Since 2009, the 23 countries most heavily affected by TB drug resistance have nearly doubled their budgets for multidrug-resistant TB — a form of TB that fails to respond to standard first-line drugs. While community-based models of care and other programs have helped save the lives of more than 4 million people and provided treatment to 7.7 million people, “severe bottlenecks” are limiting the response to the drug-resistance epidemic, according to the report.

“Many countries have made progress, but despite the recent scale up in efforts, the world needs to do much more to get care to all MDR-TB patients who need it,” said WHO Director-general Margaret Chan, MD, MPH, in March. “We cannot allow MDR-TB to spread unchecked.”

The report, “Towards Universal Access to Diagnosis and Treatment of MDR-TB and XDR-TB by 2015,” calls for scaling up both domestic and international funding and accelerating access to treatment for multidrug-resistant TB, or MDR-TB, and extremely drug resistant TB, or XDR-TB. According to the report, diagnostic capacity remains limited, the price of some quality-assured second-line drugs remains high and drug shortages continue to pose problems.

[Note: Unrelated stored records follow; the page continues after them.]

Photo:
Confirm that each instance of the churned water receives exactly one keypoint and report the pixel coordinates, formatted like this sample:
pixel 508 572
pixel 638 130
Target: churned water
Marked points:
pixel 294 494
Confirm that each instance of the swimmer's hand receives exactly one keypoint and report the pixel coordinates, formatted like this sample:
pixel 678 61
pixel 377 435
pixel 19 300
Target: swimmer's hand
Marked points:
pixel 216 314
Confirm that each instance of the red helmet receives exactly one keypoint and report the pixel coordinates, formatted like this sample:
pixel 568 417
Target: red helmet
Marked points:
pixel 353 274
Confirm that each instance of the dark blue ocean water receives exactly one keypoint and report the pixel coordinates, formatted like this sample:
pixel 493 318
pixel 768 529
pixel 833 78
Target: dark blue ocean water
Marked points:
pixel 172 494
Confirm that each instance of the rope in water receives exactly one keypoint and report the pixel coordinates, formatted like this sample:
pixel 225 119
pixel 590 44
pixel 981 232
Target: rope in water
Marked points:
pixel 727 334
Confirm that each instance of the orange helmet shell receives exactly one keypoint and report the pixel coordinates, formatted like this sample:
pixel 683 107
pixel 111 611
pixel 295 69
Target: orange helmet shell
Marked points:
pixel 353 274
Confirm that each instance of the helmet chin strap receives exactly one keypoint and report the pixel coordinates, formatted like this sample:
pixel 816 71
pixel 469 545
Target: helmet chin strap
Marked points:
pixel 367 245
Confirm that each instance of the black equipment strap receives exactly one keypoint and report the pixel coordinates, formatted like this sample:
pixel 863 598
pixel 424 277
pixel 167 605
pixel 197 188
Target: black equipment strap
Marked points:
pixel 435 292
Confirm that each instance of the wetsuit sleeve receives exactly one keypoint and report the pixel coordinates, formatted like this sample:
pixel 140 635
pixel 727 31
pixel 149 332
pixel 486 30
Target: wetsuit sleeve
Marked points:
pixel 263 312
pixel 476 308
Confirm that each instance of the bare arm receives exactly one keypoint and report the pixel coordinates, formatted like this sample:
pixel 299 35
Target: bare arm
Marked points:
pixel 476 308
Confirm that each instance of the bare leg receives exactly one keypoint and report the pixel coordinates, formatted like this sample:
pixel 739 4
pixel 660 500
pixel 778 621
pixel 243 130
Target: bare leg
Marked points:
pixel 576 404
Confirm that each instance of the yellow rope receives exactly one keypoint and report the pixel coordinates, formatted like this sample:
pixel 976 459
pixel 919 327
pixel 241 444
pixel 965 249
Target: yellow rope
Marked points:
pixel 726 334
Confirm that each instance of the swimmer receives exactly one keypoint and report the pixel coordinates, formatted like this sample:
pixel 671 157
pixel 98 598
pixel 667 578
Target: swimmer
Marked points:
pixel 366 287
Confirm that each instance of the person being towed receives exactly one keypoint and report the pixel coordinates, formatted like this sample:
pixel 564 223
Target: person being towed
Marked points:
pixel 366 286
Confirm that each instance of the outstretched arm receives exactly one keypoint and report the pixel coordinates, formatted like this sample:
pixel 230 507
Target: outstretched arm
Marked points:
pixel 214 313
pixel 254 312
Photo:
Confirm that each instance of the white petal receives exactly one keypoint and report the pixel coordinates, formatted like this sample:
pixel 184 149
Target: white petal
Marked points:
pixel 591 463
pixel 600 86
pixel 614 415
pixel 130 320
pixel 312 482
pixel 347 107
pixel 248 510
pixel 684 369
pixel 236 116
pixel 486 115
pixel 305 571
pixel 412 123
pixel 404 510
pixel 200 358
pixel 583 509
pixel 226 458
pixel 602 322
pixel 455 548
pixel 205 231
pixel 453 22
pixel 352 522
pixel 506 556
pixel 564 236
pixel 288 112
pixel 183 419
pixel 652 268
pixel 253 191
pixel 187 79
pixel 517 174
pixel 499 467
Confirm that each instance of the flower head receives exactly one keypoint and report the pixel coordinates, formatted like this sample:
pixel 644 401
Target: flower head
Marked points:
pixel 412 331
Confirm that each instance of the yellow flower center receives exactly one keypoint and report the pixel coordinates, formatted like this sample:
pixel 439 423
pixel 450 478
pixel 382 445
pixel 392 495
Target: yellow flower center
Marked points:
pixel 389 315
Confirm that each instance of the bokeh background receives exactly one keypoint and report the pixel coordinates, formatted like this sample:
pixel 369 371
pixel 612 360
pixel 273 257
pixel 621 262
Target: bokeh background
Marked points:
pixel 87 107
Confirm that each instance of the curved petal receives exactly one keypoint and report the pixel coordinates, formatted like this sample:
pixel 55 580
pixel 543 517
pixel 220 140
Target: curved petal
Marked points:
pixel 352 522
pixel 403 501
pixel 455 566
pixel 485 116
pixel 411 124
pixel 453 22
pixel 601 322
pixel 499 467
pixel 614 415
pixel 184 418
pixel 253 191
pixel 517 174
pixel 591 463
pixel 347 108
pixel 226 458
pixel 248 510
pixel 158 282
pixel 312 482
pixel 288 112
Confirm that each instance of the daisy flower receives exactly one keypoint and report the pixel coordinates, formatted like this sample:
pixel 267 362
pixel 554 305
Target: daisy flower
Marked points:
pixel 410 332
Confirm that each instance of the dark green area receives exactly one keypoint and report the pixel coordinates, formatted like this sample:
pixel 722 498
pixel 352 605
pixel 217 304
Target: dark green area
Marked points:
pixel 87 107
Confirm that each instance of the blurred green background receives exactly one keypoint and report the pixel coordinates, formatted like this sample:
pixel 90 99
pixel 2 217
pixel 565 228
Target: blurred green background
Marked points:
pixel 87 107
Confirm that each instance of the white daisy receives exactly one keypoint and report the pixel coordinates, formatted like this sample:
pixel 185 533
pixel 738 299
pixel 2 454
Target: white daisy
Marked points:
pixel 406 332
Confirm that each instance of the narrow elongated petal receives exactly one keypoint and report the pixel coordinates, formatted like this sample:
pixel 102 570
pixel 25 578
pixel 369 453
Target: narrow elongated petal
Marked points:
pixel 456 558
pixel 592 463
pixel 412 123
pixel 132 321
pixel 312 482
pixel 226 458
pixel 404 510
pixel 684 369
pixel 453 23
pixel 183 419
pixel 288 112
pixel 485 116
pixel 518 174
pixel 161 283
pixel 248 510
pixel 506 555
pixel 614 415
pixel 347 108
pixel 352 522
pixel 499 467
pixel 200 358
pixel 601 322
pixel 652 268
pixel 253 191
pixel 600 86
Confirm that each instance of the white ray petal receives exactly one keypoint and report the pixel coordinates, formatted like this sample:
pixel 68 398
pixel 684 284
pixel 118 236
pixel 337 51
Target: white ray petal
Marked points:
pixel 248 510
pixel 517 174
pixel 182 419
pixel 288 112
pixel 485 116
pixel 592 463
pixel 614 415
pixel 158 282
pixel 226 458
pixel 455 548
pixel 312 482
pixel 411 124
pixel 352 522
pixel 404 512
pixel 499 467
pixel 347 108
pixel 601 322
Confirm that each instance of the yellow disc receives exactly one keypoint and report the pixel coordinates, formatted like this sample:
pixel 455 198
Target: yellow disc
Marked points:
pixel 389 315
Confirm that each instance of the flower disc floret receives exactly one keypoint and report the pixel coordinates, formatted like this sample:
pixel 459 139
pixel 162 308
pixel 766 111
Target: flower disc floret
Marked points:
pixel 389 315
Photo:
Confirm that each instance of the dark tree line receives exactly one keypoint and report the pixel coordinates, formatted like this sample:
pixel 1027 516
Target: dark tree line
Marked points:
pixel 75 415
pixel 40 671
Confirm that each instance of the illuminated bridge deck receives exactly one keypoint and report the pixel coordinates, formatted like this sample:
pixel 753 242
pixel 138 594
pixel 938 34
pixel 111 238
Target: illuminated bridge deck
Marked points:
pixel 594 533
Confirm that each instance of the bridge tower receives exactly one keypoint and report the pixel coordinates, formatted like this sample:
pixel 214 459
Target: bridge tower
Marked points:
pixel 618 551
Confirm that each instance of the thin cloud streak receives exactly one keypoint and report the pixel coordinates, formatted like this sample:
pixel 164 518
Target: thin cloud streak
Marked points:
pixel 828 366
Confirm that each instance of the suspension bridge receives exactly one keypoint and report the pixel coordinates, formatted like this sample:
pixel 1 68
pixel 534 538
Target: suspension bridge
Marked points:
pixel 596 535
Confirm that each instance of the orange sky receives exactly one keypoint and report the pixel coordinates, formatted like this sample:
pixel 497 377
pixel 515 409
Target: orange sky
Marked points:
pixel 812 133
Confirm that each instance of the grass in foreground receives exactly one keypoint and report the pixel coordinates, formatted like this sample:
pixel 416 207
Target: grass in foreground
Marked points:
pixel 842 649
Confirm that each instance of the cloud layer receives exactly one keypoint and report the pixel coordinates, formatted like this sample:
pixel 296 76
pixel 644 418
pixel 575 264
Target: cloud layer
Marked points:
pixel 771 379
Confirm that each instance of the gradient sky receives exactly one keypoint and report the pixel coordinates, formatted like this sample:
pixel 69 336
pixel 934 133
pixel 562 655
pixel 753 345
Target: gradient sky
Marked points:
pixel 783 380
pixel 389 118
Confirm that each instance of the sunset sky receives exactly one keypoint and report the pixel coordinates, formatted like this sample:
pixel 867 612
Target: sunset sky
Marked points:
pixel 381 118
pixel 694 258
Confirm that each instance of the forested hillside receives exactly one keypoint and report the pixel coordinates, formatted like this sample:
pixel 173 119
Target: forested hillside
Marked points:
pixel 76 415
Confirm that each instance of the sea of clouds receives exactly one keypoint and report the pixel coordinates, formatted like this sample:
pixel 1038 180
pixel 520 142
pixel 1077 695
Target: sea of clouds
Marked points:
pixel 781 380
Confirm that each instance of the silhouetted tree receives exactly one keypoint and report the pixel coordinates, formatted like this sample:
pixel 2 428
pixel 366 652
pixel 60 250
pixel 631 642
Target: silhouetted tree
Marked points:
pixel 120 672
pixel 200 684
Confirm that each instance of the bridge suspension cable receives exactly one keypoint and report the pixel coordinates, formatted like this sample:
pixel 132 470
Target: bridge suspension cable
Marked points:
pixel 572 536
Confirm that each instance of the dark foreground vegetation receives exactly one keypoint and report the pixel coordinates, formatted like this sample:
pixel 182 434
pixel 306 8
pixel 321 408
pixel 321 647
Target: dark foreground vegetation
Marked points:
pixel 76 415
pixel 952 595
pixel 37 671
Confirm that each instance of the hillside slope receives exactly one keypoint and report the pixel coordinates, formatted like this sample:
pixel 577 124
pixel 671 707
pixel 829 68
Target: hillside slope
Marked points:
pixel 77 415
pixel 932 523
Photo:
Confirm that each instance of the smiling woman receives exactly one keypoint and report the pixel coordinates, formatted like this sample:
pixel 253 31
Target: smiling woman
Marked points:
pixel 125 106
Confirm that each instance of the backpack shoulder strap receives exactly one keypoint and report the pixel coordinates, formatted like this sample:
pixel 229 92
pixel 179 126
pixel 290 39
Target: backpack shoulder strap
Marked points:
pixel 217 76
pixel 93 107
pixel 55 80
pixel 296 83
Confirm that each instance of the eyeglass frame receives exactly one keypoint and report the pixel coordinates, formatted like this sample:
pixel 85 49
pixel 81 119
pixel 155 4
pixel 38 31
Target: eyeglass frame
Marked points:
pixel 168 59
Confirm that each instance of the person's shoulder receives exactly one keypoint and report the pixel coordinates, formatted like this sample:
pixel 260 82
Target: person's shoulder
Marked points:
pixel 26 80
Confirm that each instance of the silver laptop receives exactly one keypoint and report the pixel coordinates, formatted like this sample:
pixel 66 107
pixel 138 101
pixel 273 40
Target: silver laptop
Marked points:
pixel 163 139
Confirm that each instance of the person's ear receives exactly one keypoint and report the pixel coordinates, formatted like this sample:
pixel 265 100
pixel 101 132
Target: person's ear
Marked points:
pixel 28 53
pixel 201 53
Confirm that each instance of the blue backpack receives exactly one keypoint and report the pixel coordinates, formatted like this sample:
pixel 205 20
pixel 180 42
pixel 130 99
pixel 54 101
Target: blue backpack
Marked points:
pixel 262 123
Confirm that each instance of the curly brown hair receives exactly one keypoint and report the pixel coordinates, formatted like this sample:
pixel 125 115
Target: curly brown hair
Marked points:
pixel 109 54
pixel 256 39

Leaving MDR-TB untreated increases the risk of the spread of drug-resistant strains of TB, according to WHO, which estimates there will be more than 2 million new cases of MDR-TB between 2011 and 2015.

Closer to home, tuberculosis is at an all-time low in the United States, but minority and foreign-born residents continue to be affected disproportionately, according to a study from the Centers for Disease Control and Prevention.

In 2009, TB incidence in the United States decreased to 3.8 cases per 100,000 population, the lowest recorded rate since national TB surveillance began in 1953, according to CDC, which called the 11.4 percent decrease from 2008 “the greatest single-year decrease ever recorded.”

But despite record TB declines in the United States, the disease continues to affect minorities and foreign-born U.S. residents disproportionately. Compared to whites, TB rates are seven times higher for Hispanics, eight times higher for blacks and 25 times higher for Asians, according to the study, published in the March 25 issue of Morbidity and Mortality Weekly Report. In addition, the TB rate for foreign-born U.S. residents is 11 times higher than that of Americans born in the United States.

A total of 113 cases of MDR-TB were reported in the United States in 2009, according to the report.

People living with HIV are also disproportionately affected by TB and are at high risk for drug-resistant TB. In the United States, nearly 9 percent of people with TB are also infected with HIV. Once infected, people living with HIV are at increased risk for rapid progression to active TB and are more likely to die during normal treatment. As a result, TB is now the leading cause of death among people with HIV/AIDS, according to the National Institutes of Health.

Progress toward TB elimination in the United States will require ongoing surveillance and improved TB control and prevention activities to address persistent disparities between U.S.-born and foreign-born people and between whites and minorities, the CDC study said.

For more information or to download the findings, visit www.who.int/tb/publication and www.cdc.gov/mmwr.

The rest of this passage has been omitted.